Authors: Youhe Jiang, Fangcheng Fu, Xupeng Miao, Xiaonan Nie, Bin Cui

IJCAI 2023 | Conference PDF | Archive PDF | Plain Text | LLM Run Details

Reproducibility Variable Result LLM Response
Research Type Experimental Extensive experimental results of OSDP on multiple different kinds of large-scale models demonstrate that the proposed strategy outperforms the state-of-the-art in multiple regards.
Researcher Affiliation Academia Youhe Jiang1 , Fangcheng Fu1 , Xupeng Miao2 , Xiaonan Nie1 , Bin Cui1,3 1School of CS & Key Lab of High Confidence Software Technologies (MOE), Peking University 2Computer Science Department, Carnegie Mellon University 3Institute of Computational Social Science, Peking University (Qingdao)
Pseudocode Yes Algorithm 1 Routines of OSDP.
Open Source Code Yes Our code is available1. 1https://github.com/Youhe-Jiang/IJCAI2023-Optimal Sharded Data Parallel
Open Datasets No The paper mentions using 'min GPT2' as the model base, which is a re-implementation of GPT training.
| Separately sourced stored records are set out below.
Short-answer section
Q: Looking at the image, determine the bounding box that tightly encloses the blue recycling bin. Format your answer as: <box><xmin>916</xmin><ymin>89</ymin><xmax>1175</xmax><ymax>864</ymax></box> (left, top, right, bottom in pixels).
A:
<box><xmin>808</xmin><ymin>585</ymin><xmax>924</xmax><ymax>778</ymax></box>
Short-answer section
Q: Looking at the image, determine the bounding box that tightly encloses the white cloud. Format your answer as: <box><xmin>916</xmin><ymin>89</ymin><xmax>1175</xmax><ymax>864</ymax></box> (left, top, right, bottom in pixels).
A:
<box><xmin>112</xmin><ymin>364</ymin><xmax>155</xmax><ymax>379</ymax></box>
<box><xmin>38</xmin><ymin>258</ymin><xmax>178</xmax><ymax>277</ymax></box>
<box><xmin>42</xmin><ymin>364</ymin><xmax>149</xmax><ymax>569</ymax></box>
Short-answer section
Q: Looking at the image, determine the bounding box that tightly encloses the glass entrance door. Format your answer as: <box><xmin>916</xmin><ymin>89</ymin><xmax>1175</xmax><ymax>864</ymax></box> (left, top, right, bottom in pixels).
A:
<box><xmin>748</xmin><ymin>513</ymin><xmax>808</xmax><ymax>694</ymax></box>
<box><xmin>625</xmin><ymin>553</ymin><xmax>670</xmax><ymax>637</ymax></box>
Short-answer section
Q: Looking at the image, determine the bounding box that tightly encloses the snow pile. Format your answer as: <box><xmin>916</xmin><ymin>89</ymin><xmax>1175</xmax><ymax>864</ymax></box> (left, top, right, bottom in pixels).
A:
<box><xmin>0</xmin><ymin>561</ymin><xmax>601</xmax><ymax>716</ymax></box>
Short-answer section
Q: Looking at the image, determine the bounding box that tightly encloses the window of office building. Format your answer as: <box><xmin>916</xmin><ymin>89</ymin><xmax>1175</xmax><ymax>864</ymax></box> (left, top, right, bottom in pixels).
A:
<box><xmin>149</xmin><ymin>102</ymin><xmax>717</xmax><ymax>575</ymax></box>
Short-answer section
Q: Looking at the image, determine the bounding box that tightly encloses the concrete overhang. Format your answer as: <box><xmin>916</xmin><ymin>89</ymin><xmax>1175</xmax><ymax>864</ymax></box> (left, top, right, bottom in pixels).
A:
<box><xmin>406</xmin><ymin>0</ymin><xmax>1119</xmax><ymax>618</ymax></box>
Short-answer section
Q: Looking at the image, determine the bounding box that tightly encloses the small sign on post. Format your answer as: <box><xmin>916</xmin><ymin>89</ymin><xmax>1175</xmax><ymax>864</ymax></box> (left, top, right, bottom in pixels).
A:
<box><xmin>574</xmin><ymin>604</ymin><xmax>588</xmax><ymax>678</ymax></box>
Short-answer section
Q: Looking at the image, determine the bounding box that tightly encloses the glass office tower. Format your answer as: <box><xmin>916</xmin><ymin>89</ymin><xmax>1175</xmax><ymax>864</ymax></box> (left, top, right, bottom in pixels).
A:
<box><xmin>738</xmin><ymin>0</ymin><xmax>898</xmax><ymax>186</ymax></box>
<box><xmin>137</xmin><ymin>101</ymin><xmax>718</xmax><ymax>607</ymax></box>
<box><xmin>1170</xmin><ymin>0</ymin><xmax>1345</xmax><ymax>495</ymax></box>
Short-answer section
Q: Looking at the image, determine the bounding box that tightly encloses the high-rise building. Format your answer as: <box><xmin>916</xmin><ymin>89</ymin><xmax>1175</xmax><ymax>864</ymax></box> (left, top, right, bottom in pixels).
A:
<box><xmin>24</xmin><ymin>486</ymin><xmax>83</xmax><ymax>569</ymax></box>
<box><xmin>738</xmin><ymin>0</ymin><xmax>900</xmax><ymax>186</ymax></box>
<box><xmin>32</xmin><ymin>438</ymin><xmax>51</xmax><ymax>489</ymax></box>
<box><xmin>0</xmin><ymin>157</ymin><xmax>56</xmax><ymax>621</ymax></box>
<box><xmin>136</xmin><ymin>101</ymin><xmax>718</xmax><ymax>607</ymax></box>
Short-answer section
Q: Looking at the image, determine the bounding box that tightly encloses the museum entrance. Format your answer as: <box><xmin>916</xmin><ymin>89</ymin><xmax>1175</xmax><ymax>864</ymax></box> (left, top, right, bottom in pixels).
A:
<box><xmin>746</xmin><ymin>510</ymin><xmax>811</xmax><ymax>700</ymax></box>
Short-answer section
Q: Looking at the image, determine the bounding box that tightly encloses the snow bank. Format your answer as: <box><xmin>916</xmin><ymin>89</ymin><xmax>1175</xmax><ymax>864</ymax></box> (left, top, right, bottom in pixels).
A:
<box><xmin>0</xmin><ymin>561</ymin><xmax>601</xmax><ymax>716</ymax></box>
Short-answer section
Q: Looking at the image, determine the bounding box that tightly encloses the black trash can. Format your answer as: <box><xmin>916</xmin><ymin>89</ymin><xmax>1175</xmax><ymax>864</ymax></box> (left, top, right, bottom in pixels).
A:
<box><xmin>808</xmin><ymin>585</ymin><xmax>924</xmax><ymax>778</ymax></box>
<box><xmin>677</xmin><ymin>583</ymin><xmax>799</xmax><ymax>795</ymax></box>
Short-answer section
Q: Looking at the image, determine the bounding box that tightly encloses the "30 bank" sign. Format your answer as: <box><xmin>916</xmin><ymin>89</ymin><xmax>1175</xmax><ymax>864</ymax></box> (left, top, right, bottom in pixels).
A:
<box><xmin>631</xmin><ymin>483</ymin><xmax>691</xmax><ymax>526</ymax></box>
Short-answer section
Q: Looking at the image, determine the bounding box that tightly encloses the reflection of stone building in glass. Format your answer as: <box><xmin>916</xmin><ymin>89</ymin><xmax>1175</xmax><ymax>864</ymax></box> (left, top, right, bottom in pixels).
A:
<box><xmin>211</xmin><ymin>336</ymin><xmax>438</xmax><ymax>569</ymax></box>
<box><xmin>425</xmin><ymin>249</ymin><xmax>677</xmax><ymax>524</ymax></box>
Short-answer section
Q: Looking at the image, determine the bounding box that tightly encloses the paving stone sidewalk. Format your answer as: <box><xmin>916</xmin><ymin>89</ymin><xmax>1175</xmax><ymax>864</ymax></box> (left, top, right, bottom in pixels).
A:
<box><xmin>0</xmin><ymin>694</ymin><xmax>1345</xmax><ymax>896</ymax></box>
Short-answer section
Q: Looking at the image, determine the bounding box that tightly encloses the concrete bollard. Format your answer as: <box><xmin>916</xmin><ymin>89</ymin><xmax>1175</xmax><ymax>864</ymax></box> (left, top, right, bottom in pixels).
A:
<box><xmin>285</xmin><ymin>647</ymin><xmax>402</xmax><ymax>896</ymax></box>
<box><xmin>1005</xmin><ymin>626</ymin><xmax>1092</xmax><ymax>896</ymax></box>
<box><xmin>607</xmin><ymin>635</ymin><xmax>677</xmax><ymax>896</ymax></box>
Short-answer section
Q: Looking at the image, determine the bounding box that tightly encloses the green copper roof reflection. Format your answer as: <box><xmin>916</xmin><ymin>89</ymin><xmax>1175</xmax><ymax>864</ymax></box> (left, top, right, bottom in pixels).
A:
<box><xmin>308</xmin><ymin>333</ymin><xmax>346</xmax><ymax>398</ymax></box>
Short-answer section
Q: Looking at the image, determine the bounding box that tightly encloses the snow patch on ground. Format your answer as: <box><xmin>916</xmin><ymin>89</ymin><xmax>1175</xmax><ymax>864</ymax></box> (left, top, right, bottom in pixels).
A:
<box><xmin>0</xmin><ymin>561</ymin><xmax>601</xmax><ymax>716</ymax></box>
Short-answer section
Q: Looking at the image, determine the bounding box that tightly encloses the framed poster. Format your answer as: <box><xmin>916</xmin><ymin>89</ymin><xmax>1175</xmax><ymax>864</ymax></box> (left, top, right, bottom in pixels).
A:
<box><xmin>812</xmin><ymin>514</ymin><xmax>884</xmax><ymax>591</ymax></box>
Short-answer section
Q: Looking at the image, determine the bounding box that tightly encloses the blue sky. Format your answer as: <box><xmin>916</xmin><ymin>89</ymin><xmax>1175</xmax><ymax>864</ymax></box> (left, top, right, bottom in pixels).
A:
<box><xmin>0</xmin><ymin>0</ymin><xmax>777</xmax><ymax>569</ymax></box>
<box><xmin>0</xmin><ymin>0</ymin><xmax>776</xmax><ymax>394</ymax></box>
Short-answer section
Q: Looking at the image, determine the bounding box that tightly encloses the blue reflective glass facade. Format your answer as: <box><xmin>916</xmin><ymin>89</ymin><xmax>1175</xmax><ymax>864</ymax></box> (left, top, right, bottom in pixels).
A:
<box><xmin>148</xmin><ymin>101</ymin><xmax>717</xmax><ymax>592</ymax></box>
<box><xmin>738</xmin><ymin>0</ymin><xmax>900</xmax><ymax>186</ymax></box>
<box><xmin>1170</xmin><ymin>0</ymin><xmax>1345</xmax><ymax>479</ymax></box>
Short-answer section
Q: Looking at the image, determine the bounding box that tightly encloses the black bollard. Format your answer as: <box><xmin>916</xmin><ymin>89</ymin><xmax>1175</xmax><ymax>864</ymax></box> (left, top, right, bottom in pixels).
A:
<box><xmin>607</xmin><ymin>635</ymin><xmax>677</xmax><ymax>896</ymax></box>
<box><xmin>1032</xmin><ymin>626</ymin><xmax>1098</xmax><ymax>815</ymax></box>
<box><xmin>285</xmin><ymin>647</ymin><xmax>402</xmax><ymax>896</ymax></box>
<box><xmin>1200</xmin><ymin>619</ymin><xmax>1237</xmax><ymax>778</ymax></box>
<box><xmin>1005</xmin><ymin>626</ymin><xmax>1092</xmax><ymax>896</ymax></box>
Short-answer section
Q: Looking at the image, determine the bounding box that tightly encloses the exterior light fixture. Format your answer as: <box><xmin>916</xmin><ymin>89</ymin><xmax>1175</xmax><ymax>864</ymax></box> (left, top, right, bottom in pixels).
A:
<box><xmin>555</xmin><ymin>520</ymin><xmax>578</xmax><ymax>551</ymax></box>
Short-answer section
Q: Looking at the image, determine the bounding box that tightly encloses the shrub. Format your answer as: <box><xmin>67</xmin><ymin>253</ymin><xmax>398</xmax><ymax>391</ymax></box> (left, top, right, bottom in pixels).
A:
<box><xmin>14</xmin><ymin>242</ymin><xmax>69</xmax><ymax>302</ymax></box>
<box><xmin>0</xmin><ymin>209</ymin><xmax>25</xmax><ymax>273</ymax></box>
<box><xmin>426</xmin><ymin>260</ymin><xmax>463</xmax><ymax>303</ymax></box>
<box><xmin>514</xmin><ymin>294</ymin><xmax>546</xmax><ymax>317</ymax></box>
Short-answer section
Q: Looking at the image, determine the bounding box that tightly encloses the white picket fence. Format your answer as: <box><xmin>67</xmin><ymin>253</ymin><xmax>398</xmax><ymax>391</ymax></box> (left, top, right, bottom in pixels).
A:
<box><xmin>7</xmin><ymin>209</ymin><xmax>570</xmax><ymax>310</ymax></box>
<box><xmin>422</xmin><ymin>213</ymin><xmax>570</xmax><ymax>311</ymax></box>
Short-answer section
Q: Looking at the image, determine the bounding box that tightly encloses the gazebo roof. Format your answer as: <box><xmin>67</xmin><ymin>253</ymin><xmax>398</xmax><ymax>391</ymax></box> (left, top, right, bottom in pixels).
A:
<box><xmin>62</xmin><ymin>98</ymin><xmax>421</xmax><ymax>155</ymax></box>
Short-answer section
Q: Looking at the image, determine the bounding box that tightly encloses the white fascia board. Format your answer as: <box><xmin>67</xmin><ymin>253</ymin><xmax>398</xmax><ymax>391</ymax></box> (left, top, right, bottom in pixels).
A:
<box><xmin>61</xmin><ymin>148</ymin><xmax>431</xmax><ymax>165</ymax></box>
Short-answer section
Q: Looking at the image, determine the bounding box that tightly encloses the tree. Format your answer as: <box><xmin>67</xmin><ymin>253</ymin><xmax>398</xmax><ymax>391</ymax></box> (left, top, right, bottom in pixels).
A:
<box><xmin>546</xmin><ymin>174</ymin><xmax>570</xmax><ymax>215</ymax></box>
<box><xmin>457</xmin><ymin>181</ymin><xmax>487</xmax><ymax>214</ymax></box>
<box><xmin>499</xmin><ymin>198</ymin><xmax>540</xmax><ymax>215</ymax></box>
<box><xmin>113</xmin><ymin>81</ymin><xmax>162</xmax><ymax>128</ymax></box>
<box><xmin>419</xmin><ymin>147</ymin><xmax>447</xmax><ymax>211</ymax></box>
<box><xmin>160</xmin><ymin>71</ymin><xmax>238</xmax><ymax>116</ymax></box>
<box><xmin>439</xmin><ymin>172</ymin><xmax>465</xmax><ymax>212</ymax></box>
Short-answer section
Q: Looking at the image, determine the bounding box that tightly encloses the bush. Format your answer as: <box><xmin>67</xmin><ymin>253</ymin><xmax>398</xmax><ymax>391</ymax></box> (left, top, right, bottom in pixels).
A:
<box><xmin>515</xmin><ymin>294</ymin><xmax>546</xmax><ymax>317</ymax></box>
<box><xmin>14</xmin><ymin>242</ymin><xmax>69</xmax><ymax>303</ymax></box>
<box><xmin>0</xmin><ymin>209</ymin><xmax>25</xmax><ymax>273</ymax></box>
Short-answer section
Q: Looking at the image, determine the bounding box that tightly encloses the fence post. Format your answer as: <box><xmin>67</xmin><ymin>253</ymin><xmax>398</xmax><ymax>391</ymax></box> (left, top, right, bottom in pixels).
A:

However, it does not explicitly provide access information (link, DOI, formal citation) for the specific dataset used for training, only a link to the model's implementation.
Dataset Splits No The paper does not explicitly provide specific details about training, validation, and test dataset splits, percentages, or sample counts.
Hardware Specification Yes Most of our experiments are performed on a laboratorial server equipped with 8 NVIDIA RTX TITAN 24 GB GPUs using PCIe 3.0. For the multi-server experiments, two cloud servers equipped with NVIDIA A100 GPUs are utilized.
Software Dependencies No The paper states 'We implement OSDP on top of Py Torch and Fair Scale' but does not specify version numbers for these software dependencies.
Experiment Setup Yes All experiments are executed for 100 iterations and the averaged statistics are reported. By default, we set the slice granularity of our operator splitting technique as 4. We conduct experiments... under the GPU memory limit of 8G and 16G, respectively.